Category Interactive Brokers Saxo Bank
EU ETF commission ~0.05% (min ~€1–€1.25, tiered) 0.08% Classic (min ~€3); lower at Platinum/VIP
FX conversion ~0.03% all-in ($2 min per conversion) 0.25% flat — all tiers, no exceptions
Custody fee None 0.15% Classic / 0.12% Platinum / 0.09% VIP (min €5/mo; avoidable via stock lending)
Inactivity fee None None (removed 2024)
Account tiers Fixed / Tiered pricing plans (all clients, from day 1) Classic / Platinum ($200k) / VIP ($1M)
Instruments 2M+ across 150 markets, 33 countries 70,000+ across 60+ exchanges (7,000+ ETFs)
Fractional shares Yes (IBKR GlobalTrader) Limited (savings plans only)
Platform TWS (complex) / Client Portal / GlobalTrader (mobile) SaxoTraderGO (excellent) / SaxoTraderPRO (VIP)
Banking licence No (brokerage firm) Yes (Danish bank, DFSA regulated)
Investor protection €20,000 (Irish ICS) €100,000 cash (Danish DGS) + securities segregated
Cash interest Yes (eligible balances above threshold) VIP accounts only

FX conversion: where the real gap is

For European investors buying USD-denominated assets, FX conversion cost is often a larger drag than commissions.
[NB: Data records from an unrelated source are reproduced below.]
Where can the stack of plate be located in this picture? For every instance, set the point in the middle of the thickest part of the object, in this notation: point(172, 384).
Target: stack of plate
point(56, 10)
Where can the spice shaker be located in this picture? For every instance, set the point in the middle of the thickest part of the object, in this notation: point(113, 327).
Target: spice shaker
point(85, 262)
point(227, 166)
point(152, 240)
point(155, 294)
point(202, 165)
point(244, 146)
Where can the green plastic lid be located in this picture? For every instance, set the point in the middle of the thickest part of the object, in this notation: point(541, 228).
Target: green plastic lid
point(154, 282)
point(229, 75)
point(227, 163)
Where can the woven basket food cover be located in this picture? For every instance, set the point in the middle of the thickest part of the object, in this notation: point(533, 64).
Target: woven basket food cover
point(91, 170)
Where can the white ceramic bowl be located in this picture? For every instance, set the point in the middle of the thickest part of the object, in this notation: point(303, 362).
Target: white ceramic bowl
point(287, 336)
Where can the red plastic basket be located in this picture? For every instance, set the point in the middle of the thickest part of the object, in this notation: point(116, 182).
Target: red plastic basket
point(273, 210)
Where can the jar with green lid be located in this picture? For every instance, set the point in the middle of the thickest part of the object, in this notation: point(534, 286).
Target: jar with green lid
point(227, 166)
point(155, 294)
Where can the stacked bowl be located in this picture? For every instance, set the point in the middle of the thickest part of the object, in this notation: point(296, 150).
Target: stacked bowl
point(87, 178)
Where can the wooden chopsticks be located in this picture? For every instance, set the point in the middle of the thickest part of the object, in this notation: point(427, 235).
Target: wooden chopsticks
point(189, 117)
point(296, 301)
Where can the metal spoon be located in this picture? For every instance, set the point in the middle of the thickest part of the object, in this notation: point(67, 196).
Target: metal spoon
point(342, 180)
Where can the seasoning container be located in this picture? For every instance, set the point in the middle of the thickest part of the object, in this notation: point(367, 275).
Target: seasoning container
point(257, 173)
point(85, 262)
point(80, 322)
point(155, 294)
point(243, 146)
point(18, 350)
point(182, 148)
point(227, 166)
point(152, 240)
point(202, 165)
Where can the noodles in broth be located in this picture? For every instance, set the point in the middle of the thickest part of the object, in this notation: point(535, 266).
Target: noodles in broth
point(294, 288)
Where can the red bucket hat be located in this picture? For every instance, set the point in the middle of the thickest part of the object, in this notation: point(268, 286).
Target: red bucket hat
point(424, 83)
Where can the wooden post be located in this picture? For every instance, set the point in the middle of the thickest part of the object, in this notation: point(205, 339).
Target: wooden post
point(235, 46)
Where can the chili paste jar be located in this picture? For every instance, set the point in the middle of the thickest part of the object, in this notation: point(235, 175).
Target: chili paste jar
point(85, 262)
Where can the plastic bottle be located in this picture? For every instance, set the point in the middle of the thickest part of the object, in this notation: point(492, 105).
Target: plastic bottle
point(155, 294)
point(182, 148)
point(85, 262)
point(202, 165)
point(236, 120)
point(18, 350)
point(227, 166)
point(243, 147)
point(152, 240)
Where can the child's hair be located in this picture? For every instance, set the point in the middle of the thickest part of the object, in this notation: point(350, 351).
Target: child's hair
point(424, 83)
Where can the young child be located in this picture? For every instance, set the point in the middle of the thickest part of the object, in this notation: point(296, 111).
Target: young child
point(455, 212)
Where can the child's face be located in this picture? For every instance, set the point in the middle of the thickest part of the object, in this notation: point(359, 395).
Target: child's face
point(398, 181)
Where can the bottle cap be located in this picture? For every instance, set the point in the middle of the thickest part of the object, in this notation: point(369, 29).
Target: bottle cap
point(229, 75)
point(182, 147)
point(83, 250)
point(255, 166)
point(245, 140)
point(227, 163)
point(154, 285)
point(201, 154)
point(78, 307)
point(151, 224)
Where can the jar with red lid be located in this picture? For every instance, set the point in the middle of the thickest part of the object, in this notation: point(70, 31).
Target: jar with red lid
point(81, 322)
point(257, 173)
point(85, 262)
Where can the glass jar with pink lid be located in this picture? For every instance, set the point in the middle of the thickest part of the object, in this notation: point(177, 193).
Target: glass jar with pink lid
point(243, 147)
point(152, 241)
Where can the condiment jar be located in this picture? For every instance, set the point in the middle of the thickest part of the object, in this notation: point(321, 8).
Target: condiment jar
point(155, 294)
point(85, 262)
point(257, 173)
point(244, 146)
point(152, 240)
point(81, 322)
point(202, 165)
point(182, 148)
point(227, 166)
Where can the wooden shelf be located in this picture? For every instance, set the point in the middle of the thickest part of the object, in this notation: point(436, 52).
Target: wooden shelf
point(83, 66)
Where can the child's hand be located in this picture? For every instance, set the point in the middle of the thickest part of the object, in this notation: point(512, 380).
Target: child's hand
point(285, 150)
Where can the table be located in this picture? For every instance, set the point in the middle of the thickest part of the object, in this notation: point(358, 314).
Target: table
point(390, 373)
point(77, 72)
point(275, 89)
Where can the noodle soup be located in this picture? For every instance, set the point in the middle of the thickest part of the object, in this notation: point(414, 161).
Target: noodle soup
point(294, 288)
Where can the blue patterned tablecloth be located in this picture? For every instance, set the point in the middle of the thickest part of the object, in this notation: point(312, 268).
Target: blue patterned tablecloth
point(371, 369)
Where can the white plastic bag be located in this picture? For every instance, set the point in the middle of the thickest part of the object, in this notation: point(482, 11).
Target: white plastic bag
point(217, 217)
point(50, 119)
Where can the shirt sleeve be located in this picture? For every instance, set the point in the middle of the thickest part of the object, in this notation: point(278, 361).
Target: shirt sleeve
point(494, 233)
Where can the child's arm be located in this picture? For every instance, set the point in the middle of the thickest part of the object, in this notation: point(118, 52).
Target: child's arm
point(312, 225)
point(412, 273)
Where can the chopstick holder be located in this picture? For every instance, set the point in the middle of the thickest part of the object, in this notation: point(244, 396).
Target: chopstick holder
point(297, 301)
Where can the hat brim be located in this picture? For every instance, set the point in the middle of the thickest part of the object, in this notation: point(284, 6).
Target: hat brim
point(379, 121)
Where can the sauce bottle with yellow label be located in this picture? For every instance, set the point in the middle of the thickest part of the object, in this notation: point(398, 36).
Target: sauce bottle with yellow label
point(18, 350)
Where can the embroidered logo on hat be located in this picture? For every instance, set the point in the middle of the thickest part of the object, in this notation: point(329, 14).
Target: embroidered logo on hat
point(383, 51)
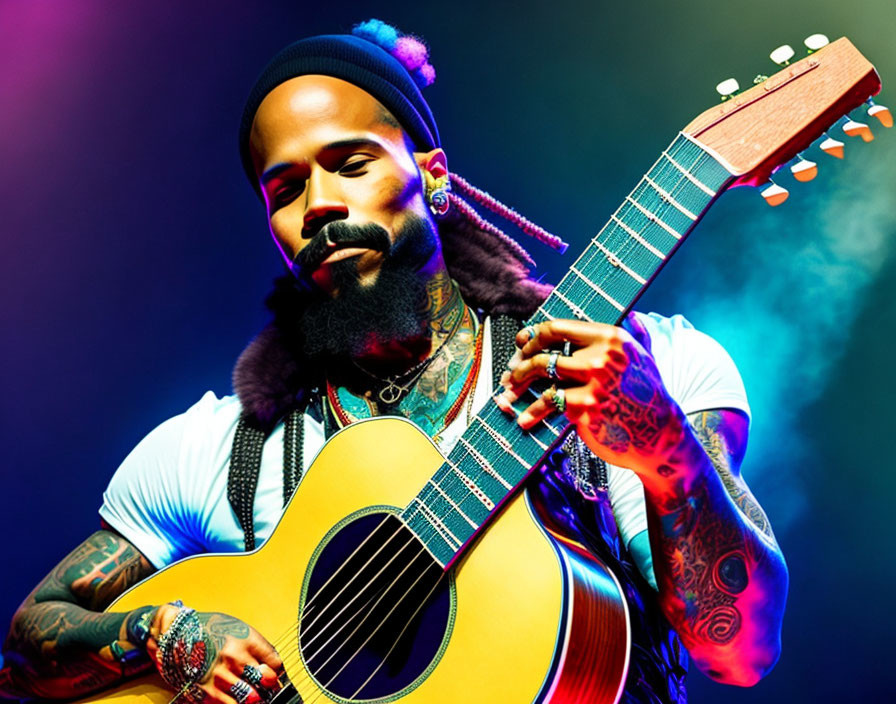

This is where IBKR and Saxo diverge most significantly.

IBKR FX conversion
  • Manual via IDEALPRO: $2 flat (or 0.002% on trades over $100k)
  • Automated conversion: ~0.03% all-in
  • Hold EUR and USD simultaneously — no forced conversion
  • Convert in large, infrequent batches to minimise cost
Saxo FX conversion
  • Flat 0.25% on all conversions — every tier, no exceptions
  • Applies on every EUR→USD trade involving a non-EUR asset
  • Multi-currency sub-accounts help reduce conversion frequency
  • Fair by traditional bank standards; expensive vs IBKR
Scenario IBKR cost Saxo Classic cost
€10,000 EUR→USD conversion ~€3 ~€25
€1,000/month × 12 months (annual FX) ~€36 ($2 × 12 if manual, or ~€3.60 automated) ~€30 (0.25% × €12,000)
€500/month × 10 years (total FX drag) ~€120 (manual, batch-converted) ~€1,500 (0.25% × €60,000 contributions)
The FX gap is not a rounding error — it’s one of the most significant cost differences between any two EU brokers. For more on how this compounds over time, see the FX Drag study and the IBKR currency conversion guide.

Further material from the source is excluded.